Las presidenciales de hoy en Turquía configuran posiblemente la apuesta más ambiciosa del premier Recep Tayyip Erdogan. Si logra el volumen de votos que se pronostica y confirma el envión electoral obtenido en marzo, el paso siguiente será la reforma de hecho o de derecho del sistema de poderes turco. Erdogan viene de tres mandatos consecutivos como premier, su década “ganada” iniciada en marzo de 2003. Pero legalmente ya no puede seguir. Su salto a la presidencia apunta a perpetuarse otra década a través de un atajo que resuelva de facto la valla constitucional y permanecer dos periodos hasta 2023. Es la fecha que este controvertido líder repite como meta, coincidente con el centenario de la República Turca.
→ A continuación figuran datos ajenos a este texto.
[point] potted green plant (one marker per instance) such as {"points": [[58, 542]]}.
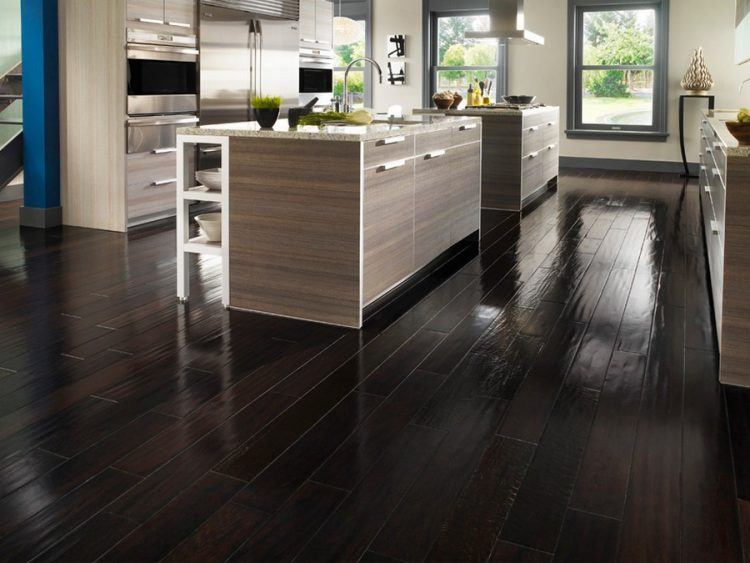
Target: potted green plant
{"points": [[266, 110]]}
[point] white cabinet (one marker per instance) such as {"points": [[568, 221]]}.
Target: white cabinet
{"points": [[316, 23]]}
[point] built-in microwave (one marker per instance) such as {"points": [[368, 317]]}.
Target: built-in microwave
{"points": [[316, 75], [162, 73], [315, 80]]}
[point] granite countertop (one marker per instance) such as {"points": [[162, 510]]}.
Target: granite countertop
{"points": [[718, 118], [409, 125], [479, 112]]}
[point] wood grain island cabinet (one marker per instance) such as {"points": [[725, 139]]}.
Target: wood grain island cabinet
{"points": [[322, 223], [725, 203], [520, 151]]}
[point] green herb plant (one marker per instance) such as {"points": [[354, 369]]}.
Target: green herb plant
{"points": [[266, 102]]}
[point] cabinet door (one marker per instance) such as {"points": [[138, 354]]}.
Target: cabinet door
{"points": [[432, 206], [324, 23], [307, 22], [388, 226], [146, 11], [151, 184], [181, 13], [467, 186]]}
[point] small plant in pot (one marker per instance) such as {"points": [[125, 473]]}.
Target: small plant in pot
{"points": [[266, 110]]}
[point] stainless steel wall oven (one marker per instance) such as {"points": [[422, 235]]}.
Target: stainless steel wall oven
{"points": [[162, 73]]}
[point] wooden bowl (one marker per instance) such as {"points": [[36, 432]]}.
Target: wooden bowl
{"points": [[740, 131], [442, 103]]}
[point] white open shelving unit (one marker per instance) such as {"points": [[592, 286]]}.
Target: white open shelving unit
{"points": [[187, 193]]}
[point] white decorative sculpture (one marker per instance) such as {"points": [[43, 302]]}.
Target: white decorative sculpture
{"points": [[697, 79]]}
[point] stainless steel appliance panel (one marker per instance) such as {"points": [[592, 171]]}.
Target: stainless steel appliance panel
{"points": [[157, 134], [242, 56], [279, 69], [287, 9], [150, 105], [226, 66]]}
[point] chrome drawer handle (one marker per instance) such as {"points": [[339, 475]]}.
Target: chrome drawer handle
{"points": [[391, 141], [158, 183], [392, 165]]}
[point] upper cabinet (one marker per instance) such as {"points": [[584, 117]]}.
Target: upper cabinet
{"points": [[176, 13], [181, 13], [316, 23], [146, 11]]}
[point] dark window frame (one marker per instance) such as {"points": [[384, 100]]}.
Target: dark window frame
{"points": [[431, 52], [658, 131]]}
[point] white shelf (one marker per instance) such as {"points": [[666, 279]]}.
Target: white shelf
{"points": [[201, 245], [201, 193]]}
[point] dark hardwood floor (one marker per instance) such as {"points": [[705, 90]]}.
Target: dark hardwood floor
{"points": [[553, 398]]}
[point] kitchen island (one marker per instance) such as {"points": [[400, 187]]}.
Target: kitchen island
{"points": [[521, 152], [324, 222]]}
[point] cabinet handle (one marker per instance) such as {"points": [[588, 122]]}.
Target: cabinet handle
{"points": [[158, 183], [392, 165], [391, 141]]}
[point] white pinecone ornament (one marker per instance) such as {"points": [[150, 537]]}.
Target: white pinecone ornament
{"points": [[697, 79]]}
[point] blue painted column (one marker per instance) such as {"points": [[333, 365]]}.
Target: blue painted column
{"points": [[41, 114]]}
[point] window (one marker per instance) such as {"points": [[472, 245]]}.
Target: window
{"points": [[350, 43], [617, 75], [457, 62]]}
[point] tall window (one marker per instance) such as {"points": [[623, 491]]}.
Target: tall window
{"points": [[617, 79], [458, 62], [349, 41]]}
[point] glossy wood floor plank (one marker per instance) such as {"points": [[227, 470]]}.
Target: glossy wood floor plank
{"points": [[399, 419]]}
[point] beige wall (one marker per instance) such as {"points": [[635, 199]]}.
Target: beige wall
{"points": [[543, 70], [390, 17], [710, 24]]}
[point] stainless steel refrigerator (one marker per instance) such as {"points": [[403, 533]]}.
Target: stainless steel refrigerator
{"points": [[247, 48]]}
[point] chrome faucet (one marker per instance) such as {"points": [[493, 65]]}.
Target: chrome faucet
{"points": [[347, 106]]}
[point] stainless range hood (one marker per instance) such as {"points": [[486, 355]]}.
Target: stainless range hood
{"points": [[507, 22]]}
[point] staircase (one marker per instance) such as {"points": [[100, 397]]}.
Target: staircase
{"points": [[11, 125]]}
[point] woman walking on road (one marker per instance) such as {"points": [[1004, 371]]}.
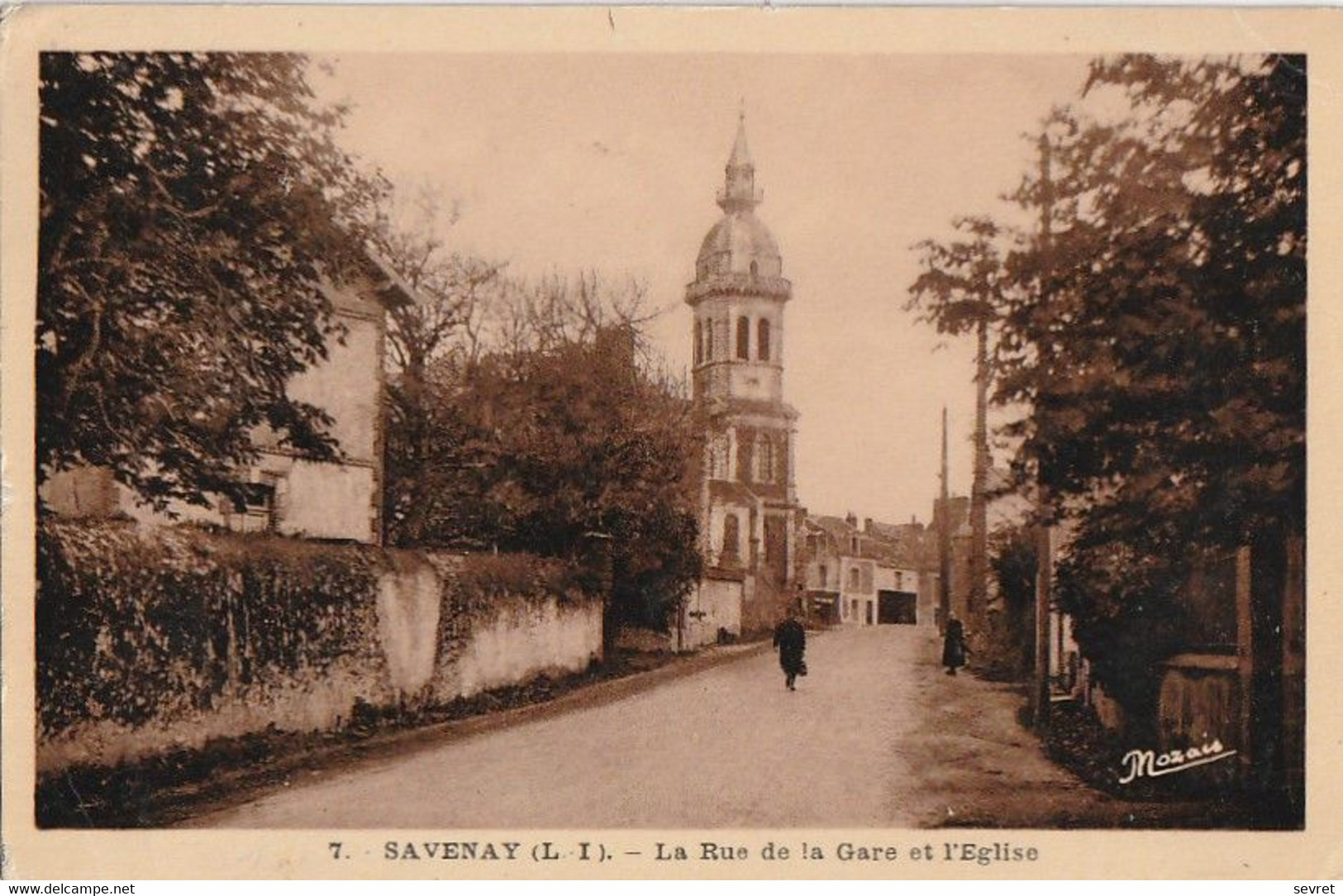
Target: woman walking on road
{"points": [[954, 645], [791, 641]]}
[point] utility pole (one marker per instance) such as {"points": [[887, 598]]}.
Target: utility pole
{"points": [[1044, 537], [978, 492], [945, 536]]}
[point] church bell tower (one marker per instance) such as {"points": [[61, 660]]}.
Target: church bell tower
{"points": [[737, 296]]}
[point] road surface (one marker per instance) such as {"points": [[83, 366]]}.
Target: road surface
{"points": [[874, 736]]}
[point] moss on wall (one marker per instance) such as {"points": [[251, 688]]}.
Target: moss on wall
{"points": [[146, 629]]}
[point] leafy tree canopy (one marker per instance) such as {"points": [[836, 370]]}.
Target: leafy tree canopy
{"points": [[191, 204]]}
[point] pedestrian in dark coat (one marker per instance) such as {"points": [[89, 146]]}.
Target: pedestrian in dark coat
{"points": [[954, 645], [791, 641]]}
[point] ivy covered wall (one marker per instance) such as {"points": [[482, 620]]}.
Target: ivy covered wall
{"points": [[159, 638]]}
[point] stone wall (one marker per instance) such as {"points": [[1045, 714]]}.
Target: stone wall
{"points": [[157, 640]]}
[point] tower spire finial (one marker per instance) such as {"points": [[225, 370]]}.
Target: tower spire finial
{"points": [[739, 193]]}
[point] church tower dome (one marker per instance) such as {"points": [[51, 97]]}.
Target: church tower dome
{"points": [[739, 243]]}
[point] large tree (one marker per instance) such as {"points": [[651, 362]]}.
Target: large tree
{"points": [[1153, 326], [191, 204], [544, 426]]}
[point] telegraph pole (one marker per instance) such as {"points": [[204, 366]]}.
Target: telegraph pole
{"points": [[945, 536], [978, 492], [1044, 537]]}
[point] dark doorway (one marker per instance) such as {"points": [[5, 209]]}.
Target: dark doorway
{"points": [[898, 608]]}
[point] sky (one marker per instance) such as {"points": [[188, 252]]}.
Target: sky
{"points": [[610, 163]]}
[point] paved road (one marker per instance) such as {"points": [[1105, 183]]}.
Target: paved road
{"points": [[874, 736]]}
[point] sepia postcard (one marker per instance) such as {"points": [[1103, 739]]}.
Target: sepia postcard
{"points": [[670, 442]]}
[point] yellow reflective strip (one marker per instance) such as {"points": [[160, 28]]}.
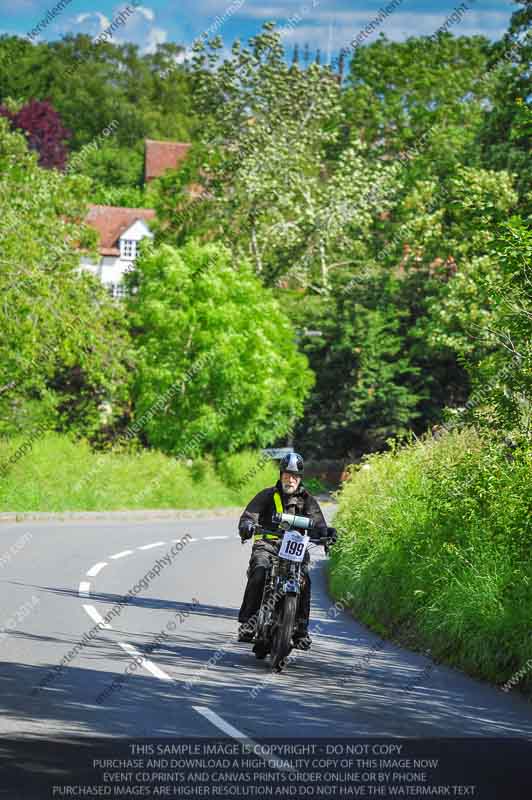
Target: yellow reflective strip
{"points": [[278, 502]]}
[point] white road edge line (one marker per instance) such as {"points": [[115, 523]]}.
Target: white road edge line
{"points": [[122, 554], [234, 733], [149, 546], [93, 571], [149, 665], [93, 614], [220, 723]]}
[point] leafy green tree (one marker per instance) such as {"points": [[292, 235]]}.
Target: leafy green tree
{"points": [[215, 348], [91, 85], [398, 92], [63, 345], [270, 194]]}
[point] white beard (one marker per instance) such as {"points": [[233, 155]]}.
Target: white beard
{"points": [[289, 489]]}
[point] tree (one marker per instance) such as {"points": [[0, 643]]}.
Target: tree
{"points": [[91, 85], [41, 125], [397, 92], [63, 344], [507, 129], [263, 166], [215, 349]]}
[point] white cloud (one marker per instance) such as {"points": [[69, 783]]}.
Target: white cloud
{"points": [[102, 19], [155, 36], [147, 13], [342, 28]]}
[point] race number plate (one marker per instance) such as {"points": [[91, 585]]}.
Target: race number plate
{"points": [[293, 546]]}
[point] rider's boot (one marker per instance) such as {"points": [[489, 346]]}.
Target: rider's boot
{"points": [[302, 640]]}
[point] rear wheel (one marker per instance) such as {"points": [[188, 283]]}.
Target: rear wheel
{"points": [[283, 635]]}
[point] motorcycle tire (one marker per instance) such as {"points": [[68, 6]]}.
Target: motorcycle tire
{"points": [[260, 650], [282, 640]]}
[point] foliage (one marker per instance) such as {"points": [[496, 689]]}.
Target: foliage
{"points": [[435, 548], [60, 474], [264, 165], [62, 340], [397, 92], [90, 85], [507, 129], [213, 341], [41, 125]]}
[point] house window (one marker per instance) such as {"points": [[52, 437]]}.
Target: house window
{"points": [[117, 290], [129, 248]]}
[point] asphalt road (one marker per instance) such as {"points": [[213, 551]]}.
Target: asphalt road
{"points": [[58, 579]]}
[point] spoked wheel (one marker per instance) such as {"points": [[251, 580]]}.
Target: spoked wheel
{"points": [[282, 639], [261, 650]]}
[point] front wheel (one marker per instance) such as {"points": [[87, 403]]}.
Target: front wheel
{"points": [[283, 635]]}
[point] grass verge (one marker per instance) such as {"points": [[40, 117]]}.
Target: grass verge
{"points": [[436, 549], [55, 473]]}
Erdogan no tiene los votos para cambiar el sistema parlamentario por uno presidencialista. De modo que repetirá el modelo de Vladimir Putin en Rusia que gobierna sucesivamente como premier o presidente sin preocuparse por las formas. Para sostener ese equilibrio es que busca una victoria aplastante que silencie a enemigos y legalistas, le permita dejar un aliado como premier y llenar de poder el sillón hasta ahora simbólico de presidente.
Su ofensiva religiosa forma parte clave de esa estrategia. Con números de la economía distantes del auge de los primeros años cuando el crecimiento superaba el 8%, archivó el laicismo para enarbolar el islam como bandera acompañado de una enorme dosis de nacionalismo. El blanco a seducir fueron las masas más pobres y conservadoras donde la religión aún pesa, lejanas de la ola europeista que también marca a Turquía.
El resultado fue una extraordinaria polarización del país y una serie de señales inquietantes hacia el exterior en una región sostenida por hilos muy delgados. Parte del cóctel nacionalista de Erdogan incluyó la renovación del odio a los armenios a casi un siglo del genocidio de ese pueblo en las épocas del imperio otomano. El más íntimo aliado turco en el Cáucaso, Azerbaiyán, no demoró en enzarzarse en un intercambio de artillería con las fuerzas de Nagorno Karabagh, un enclave protegido por Armenia y cuya soberanía demandan las dos naciones. Ese incidente dejó el pasado fin de semana, según diferentes fuentes, entre 30 y 80 soldados muertos alarmando a las capitales mundiales. Pero Turquía a través de su Ministerio de Defensa emitió un comunicado de solidaridad con las fuerzas azeríes. El gesto se produjo apenas días antes de que Erdogan lanzara en un discurso: “no se imaginan las cosas que dicen de mi, me dijeron cosas peores: me dijeron armenio”.
El mayor problema es que esa retórica se produce en momentos de una gran mutación geopolítica en el area. Rusia, un aliado de Armenia y con una relación complicada y ambigua con Ankara, ha visto menguar su poder por la crisis de Ucrania. Pero al mismo tiempo Moscú, urgido por su lógica comercial, no ha cesado la venta de armamento en magnitudes sorprendentes al régimen azerí, incluyendo últimamente la oferta de una flotilla de aviones de guerra. Los disparos de hace siete días en el Cáucaso retumban en esas contradicciones.
Resta definir si este juego de Turquía que entusiasma a sus aliados, es una estrategia electoral o el anticipo de un camino que comenzará a andarse. Lo último preocupa aún más en un mundo con liderazgos débiles y donde todo parece posible, aún lo más terrible.